• @[email protected]
    link
    fedilink
    English
    -110 months ago

    I read the whole thing. I understand it’s for detecting use of nightshade, not bypassing it. What other even slightly ethical use for this is there besides trying to make sure you don’t train on a poisoned image? These models are clearly not asking for permission first, else you’d never need to do this, so they’re just taking an image, assuming they’re allowed to use it, and then using this tool to detect if it’s going to poison their model.

    • @elliot_crane
      link
      English
      310 months ago

      I don’t think most people are collecting images by hand and saying “ah yes I’m just gonna yoink this and use it in my model”. There are a plethora of sites for sharing repositories of training data, and therefore it’s pretty easy for someone training a model to unknowingly pull down some data they don’t actually have permission to use. It’s completely infeasible to check licensing by hand on what could be millions of images, so this tool makes it easy to simply not train on images that have gone through Nightshade. I fail to see how that’s unethical, as not training on the image is the whole reason the original image was put through Nightshade in the first place.
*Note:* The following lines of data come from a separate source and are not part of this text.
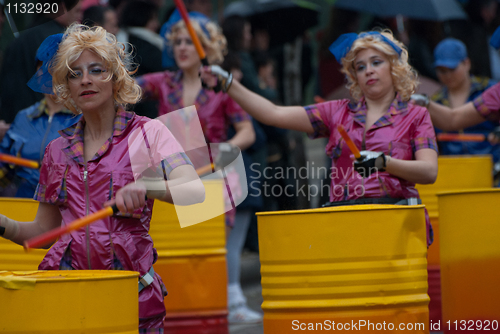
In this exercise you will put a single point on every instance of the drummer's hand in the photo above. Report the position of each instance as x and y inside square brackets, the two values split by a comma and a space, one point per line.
[214, 77]
[226, 154]
[420, 99]
[129, 198]
[494, 136]
[369, 163]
      • @[email protected]
        link
        fedilink
        English
        010 months ago

        it’s completely infeasible

        Then it shouldn’t be done. That’s the unethical part. Trying to just avoid the problem by continuing to scrape large data sets for images that you shouldn’t be using is the entire problem. Either get permission for each image or don’t build your image model. Doing otherwise is unethical.

        • @elliot_crane
          link
          English
          310 months ago

          Again, in many instances, folks training models are using repositories of images that have been publicly shared. In many cases the person/people who assembled the image repositories are not the same person using them. I agree that reckless scraping is not responsible, but if you’re using a repository of images that’s presented as ok to use for AI training, I’d argue it’s even more ethical to strip out the Nightshaded images, because clearly the presence of Nigthshade means you shouldn’t use that one. I guess we’re just going to have to agree to disagree here, because I see this as a helpful tool to specifically avoid training on images you shouldn’t be.